15 Research Lab -Adversarial Safety Evaluation of Frontier AI Systems

John Kearney

Prompt Injection Detection Methods: Pattern Matching, ML Classifiers, and Hybrid Approaches

October 8, 202515 Research Lab

prompt-injectiondefenseguardrailsmethodology

Detecting prompt injection is harder than detecting traditional security threats because the payloads are natural language. There is no equivalent of a malformed packet or a known malware signature. Still, three main approaches have emerged, each with distinct tradeoffs.

Pattern Matching

The simplest approach uses regular expressions and keyword lists to catch known injection patterns. Phrases like "ignore previous instructions," "you are now," and "disregard your system prompt" can be flagged with basic string matching.

Strengths: Fast, deterministic, easy to understand and audit. Zero false negatives on known patterns.

Weaknesses: Trivially evaded. Attackers use synonyms, encoding, language switching, or multi-turn strategies to bypass static patterns. Maintenance burden grows as the evasion catalog expands.
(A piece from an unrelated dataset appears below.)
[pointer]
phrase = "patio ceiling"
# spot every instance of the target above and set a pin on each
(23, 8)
Pattern matching works best as a first filter that catches low-effort attacks before more expensive analysis runs.

ML Classifiers

Fine-tuned transformer models trained on injection/benign pairs can detect semantic intent rather than surface patterns. DeBERTa-based classifiers and distilled models from projects like ProtectAI's rebuff achieve good accuracy on benchmark datasets.

Strengths: Catches novel phrasings. Understands intent beyond keyword presence. Can be tuned for precision/recall tradeoffs.

Weaknesses: Requires training data that covers your domain. Models can be adversarially attacked. Inference latency adds to response time. Black-box decisions are harder to audit than regex rules.

Hybrid / Layered Detection

The most effective production systems combine both approaches in a pipeline. A typical architecture:

Fast pattern scan rejects obvious attacks (sub-millisecond)
Statistical features check for anomalies: unusual token distributions, high perplexity shifts, encoding artifacts
ML classifier scores the input on injection probability
Policy engine evaluates the requested action regardless of input classification

Aegis uses this layered approach: pattern matching first, then statistical analysis, then a scoring system that combines multiple signals. The key insight is that each layer catches what the others miss.

What the Numbers Look Like

In our testing across the AI SecLists payload corpus, pattern matching alone catches roughly 40-60% of injection attempts. ML classifiers reach 85-92%. Hybrid systems with policy enforcement hit 95%+ detection with sub-5% false positive rates.

The remaining gap is why defense-in-depth matters. Detection is necessary but not sufficient. You also need authorization policies that limit what a successful injection can actually do.